The young people who led the recent protests are demanding more jobs. The World Bank estimates that countries in the Middle East and North Africa (MENA) region need to create some 100 million new jobs by 2020 to overcome unemployment. With today’s global knowledge-based economy, it will be hard to create so many without increasing opportunities for quality education for all, as well as job-related training programmes for young people.
The protestors were also demanding more rights and privileges (greater participation and democratization, more efficient and transparent governance, constitutional rule, and social equity). These can be achieved with formal and non-formal education programmes focusing on life skills and the development of responsible citizenship, as well as institutional capacity development programmes to improve management and strengthen governance systems.
If donors relax their commitment to education and to achieving EFA, most developing countries will be unable to meet these immense challenges. And, with hopes once again frustrated, non-violent movements and protests could turn into violence and armed conflict.

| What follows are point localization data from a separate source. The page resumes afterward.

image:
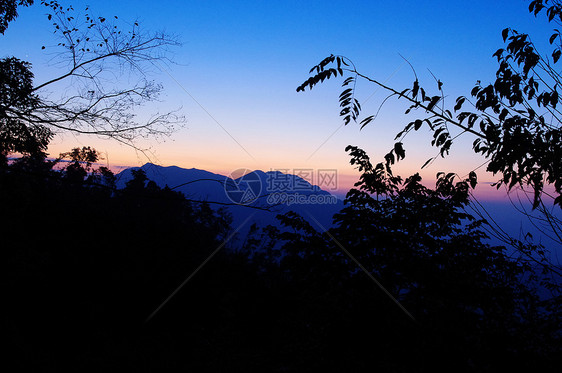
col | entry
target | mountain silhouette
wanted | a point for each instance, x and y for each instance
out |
(255, 197)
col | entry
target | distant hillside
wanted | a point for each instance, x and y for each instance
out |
(257, 196)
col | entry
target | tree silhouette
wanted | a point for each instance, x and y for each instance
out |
(515, 122)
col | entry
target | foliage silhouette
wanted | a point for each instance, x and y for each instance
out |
(93, 54)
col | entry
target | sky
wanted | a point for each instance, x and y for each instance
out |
(234, 77)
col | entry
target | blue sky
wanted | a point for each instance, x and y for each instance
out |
(240, 62)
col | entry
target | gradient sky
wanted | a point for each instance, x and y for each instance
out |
(241, 61)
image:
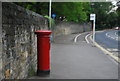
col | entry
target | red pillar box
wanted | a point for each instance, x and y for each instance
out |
(43, 52)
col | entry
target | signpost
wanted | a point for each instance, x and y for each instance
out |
(92, 17)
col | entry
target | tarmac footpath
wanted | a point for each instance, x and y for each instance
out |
(79, 60)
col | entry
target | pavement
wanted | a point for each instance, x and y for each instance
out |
(79, 60)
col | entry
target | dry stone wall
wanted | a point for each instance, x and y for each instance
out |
(19, 57)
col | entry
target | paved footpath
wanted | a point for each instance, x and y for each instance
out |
(79, 60)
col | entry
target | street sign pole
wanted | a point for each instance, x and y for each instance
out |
(92, 17)
(93, 31)
(50, 14)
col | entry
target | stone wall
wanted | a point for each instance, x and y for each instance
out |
(65, 28)
(19, 57)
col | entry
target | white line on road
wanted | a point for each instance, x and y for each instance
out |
(106, 51)
(86, 38)
(75, 40)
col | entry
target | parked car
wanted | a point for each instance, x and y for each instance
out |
(116, 28)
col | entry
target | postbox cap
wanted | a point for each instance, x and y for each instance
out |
(43, 32)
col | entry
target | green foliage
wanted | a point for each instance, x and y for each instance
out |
(73, 11)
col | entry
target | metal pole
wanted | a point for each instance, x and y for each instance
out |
(50, 14)
(93, 31)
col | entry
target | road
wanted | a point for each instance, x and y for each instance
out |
(109, 39)
(79, 60)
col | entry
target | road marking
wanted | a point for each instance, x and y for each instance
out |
(105, 51)
(116, 34)
(86, 38)
(75, 40)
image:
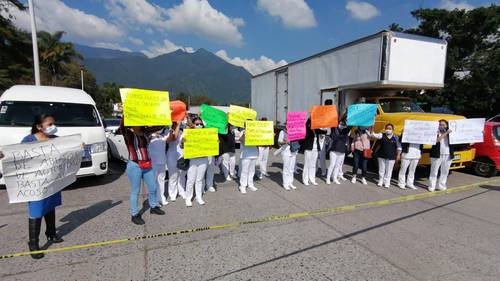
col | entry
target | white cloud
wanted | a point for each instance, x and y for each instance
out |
(54, 15)
(165, 47)
(113, 46)
(293, 13)
(254, 66)
(452, 5)
(136, 41)
(361, 10)
(200, 18)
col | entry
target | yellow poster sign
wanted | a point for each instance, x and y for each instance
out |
(145, 107)
(201, 143)
(259, 133)
(238, 115)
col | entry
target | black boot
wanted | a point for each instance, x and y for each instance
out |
(34, 232)
(50, 221)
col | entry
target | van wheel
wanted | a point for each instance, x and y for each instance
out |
(484, 167)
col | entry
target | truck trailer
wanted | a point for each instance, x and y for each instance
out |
(377, 68)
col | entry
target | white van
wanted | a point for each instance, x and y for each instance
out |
(75, 113)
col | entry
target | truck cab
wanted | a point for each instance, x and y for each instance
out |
(396, 110)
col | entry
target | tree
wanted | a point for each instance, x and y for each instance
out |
(54, 54)
(472, 82)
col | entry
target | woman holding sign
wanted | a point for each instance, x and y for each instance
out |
(196, 172)
(42, 129)
(389, 151)
(140, 168)
(441, 157)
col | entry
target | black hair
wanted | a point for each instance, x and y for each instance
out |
(38, 122)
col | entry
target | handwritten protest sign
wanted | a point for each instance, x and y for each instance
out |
(145, 107)
(466, 130)
(296, 125)
(36, 170)
(200, 143)
(324, 116)
(420, 132)
(259, 133)
(238, 115)
(214, 118)
(178, 110)
(361, 114)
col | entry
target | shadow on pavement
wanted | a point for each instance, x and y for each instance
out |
(346, 236)
(77, 218)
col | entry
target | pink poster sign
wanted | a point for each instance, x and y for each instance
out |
(296, 125)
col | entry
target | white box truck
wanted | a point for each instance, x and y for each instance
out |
(376, 67)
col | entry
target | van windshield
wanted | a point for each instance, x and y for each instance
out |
(22, 113)
(399, 105)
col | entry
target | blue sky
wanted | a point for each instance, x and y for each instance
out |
(256, 34)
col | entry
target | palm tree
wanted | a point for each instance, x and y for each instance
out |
(54, 54)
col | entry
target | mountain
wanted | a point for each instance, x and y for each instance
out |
(102, 53)
(201, 73)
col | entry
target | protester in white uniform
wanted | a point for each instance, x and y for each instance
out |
(411, 153)
(196, 173)
(176, 176)
(441, 157)
(249, 155)
(288, 152)
(389, 151)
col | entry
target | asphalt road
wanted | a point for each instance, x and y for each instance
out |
(450, 237)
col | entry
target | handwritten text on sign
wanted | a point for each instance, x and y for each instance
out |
(145, 107)
(361, 114)
(259, 133)
(201, 143)
(296, 125)
(466, 130)
(238, 115)
(34, 171)
(420, 132)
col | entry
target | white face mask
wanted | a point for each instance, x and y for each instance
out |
(50, 131)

IIEP’s work on the financing of education and the development of employable skills through secondary and post-secondary education and training, can provide much-needed input for policy dialogue among UNESCO Member States and development partners. We would like to think that it could also be a starting point for a ‘virtuous circle’ to recover economic and governance stability. In addition, the IIEP approach to sector planning – which focuses on the participation of stakeholders at all levels down to the school and community – will continue to encourage empowerment, democratization, and conflict mitigation.